RENTON, Wash. -- Bobby Wagner is present for the Seattle Seahawks' voluntary offseason program, but he's not practicing as he awaits an extension that he hopes will make him the NFL's highest-paid inside linebacker.
"Just being the leader, you want to send the right message," Wagner said Tuesday. "You want to be here to support the guys. I do feel like the quarterback of defense is pretty important, so not having that piece would kind of put a damper on the defense. I just feel like it's important for our success and so I'm here."
Wagner, a four-time All-Pro and the Seahawks' defensive captain, said he'll continue to take part in offseason work without practicing. He's not injured; he just doesn't want to risk getting hurt while his contract situation is unsettled after seeing that happen last year to teammates Earl Thomas (who held out all offseason) and K.J. Wright (who did not) in their contract seasons. Wagner said he'll "be here helping the young guys, doing whatever I can," which was the case Tuesday as he watched the Seahawks hold their second organized team activity.
He made it clear that his participation won't include any on-field work.
"No, I will be here," he said. "That's all I will be, is here."
Coach Pete Carroll seemed fine with the approach Wagner is taking. Other Seahawks in recent past in addition to Thomas -- Kam Chancellor, Michael Bennett and Marshawn Lynch, to name a few -- stayed away from the team for some or all of the offseason because of their contracts.
"He's doing what he has always done -- he's been a leader," Carroll said of Wagner. "He's been an integral part of everything that we've ever been about and he's continuing to do that. The decision to do what he's doing at this tempo is a good decision for him right now."
Wagner, who is representing himself in negotiations as he enters the final year of his contract, said he would like to get a deal done before the season. He declined to specify where things stand to that end, saying only he has had conversations with the team.
"I'm not trying to turn this into some big drama thing," he said. "... It's a business. If it works out, it does. If it doesn't, it's been cool."

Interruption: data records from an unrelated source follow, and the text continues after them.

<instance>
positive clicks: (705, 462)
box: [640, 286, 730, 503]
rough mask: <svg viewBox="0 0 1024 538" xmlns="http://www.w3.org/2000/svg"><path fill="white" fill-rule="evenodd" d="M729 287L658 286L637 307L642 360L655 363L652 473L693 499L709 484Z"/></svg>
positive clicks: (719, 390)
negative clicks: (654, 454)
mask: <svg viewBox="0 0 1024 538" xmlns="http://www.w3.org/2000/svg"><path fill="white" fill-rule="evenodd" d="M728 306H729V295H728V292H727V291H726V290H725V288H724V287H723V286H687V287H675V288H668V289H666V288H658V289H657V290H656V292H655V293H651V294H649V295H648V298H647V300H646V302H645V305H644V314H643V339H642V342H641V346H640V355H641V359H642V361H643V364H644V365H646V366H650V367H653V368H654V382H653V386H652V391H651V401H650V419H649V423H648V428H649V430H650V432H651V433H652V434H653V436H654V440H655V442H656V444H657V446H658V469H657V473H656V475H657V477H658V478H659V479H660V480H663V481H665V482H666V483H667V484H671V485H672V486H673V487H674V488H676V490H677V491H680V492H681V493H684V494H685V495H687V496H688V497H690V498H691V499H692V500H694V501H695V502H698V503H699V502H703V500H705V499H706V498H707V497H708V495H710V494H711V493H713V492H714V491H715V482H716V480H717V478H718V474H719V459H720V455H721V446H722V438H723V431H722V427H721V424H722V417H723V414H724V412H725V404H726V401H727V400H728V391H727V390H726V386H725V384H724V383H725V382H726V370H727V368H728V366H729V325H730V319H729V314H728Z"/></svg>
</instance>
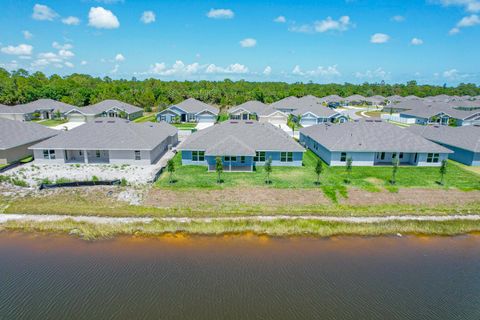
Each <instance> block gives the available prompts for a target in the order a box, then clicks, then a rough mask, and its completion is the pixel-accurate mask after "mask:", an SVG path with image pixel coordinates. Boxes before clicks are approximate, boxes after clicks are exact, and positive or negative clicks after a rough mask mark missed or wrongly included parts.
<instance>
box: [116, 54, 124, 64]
mask: <svg viewBox="0 0 480 320" xmlns="http://www.w3.org/2000/svg"><path fill="white" fill-rule="evenodd" d="M115 61H117V62H122V61H125V57H124V56H123V54H121V53H117V55H116V56H115Z"/></svg>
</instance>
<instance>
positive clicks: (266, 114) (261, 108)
mask: <svg viewBox="0 0 480 320" xmlns="http://www.w3.org/2000/svg"><path fill="white" fill-rule="evenodd" d="M239 109H243V110H246V111H248V112H250V113H254V114H257V115H259V116H268V115H271V114H272V113H274V112H276V111H277V110H276V109H274V108H273V107H271V106H270V105H268V104H265V103H263V102H260V101H255V100H252V101H247V102H245V103H242V104H239V105H238V106H235V107H232V108H230V109H229V110H228V113H232V112H234V111H236V110H239Z"/></svg>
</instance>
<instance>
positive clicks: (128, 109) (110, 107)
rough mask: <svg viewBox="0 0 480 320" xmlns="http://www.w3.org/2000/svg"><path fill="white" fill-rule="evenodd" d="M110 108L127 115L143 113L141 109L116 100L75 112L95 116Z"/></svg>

Wagner, who was previously represented by Athletes First, said he wanted to eventually represent himself even before he saw former Seahawks teammates Richard Sherman and Russell Okung ditch their agents and do the same. He refuted the notion that he would have had a new contract by now if he still had an agent, noting that his four-year, $43 million extension he signed in 2015 didn't get done until early August.
He knows that handling his own negotiations with general manager John Schneider and cap guru Matt Thomas will mean having direct and blunt conversations that an agent would otherwise filter. Asked in April what it's like working with players who are acting as their own agents -- as the Seahawks did with Sherman and Okung -- Schneider called those conversations "a necessary evil" and said that even when an agent is there to serve as a buffer, both sides almost never come out of a negotiation feeling great.

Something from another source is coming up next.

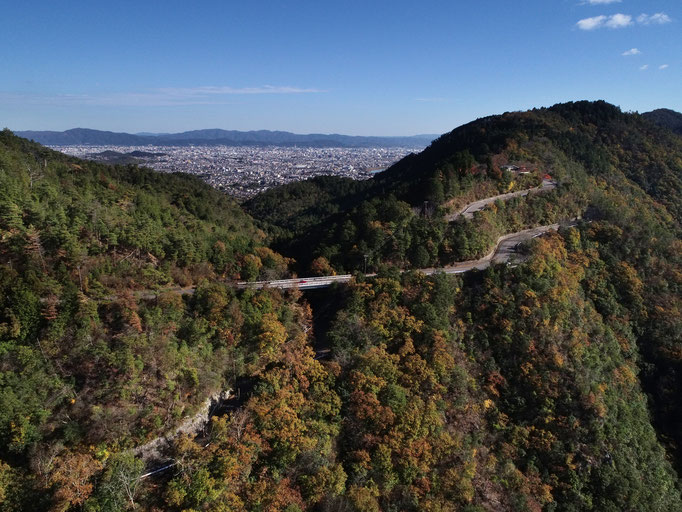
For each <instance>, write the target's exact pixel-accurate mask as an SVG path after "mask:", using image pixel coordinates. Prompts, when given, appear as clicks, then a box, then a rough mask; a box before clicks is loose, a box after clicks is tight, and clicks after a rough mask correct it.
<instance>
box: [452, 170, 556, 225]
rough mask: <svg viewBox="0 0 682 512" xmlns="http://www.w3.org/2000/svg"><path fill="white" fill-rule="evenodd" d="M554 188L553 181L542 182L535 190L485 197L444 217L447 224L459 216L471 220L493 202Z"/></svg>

"At the end of the day, me representing myself shouldn't be a big deal," Wagner said. "They should look at it as any other deal. I think it's a lot of people worried about them saying things and me being able to take criticism. That's part of the game. You've got to be able to take criticism. At the end of the day, you want the person to say something straight to your face how they feel versus to somebody else. I don't need a third party."

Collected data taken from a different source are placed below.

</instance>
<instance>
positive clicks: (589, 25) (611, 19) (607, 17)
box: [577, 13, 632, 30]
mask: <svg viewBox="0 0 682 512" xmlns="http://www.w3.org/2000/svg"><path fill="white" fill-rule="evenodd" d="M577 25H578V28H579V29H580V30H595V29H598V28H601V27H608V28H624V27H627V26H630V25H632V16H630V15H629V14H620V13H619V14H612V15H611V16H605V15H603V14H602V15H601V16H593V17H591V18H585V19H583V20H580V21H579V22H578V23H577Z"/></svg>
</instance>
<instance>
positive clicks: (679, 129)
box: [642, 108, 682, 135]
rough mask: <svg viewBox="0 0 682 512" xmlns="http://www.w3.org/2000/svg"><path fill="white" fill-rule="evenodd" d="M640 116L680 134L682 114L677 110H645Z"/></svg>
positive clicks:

Carroll also downplayed the difficulty of working with a player who is his own agent. He expressed confidence at the owners meetings in March that a deal with Wagner would get done and did so again Tuesday.
"We're right in stride with the process," he said. "Bobby's been great. Everything's going to come together in time. Everything's in order. We're in order with what we want to do. It feels very comfortable and very amicable and all that. So everything is going just right."
But Wagner's situation is further complicated by the five-year, $85 million deal that C.J. Mosley got from the New York Jets in March, which blew the market for inside linebackers out of the water at $17 million per season. The 26-year-old Mosley has made the Pro Bowl in four of his five NFL seasons but has yet to make the All-Pro team. Wagner, who will turn 29 in June, has a much more decorated résumé with five consecutive Pro Bowls while being named a first-team All-Pro four times in that span. He has topped 100 tackles every season since Seattle drafted him in the second round in 2012, and according to ESPN charting, he leads the NFL in tackles over the past five seasons with 656.
"I mean, the number is the number," Wagner said when asked about Mosley's contract. "The market is the market. That's the top linebacker market. So that's the standard, so that is the plan, to break that."
Wagner added: "I know my value. Nobody has to tell me my value. I know my value. No team, no person, no agent can tell me my value. I believe in myself. I'll bet on myself. Either way, to me, it's a win. You get a contract, you win. You don't, it's a learning experience, so you win. A lot of people are not willing to take that chance. I am."
Wagner was asked about his recent comments to the NFL Network that he's preparing as though this season will be his last in Seattle.
"As of right now, my contract ends at this year, so that's where it stands," he said. "I'm honoring the contract. I'm here. I'm participating. I'm helping the young guys to be the best that they can be. So I'm here and that's what I want to do. It's my decision, so as of right now, there is no other years left for me here. So that was just a very honest opinion. That if I don't get a deal done, that's it. But I believe that something can happen."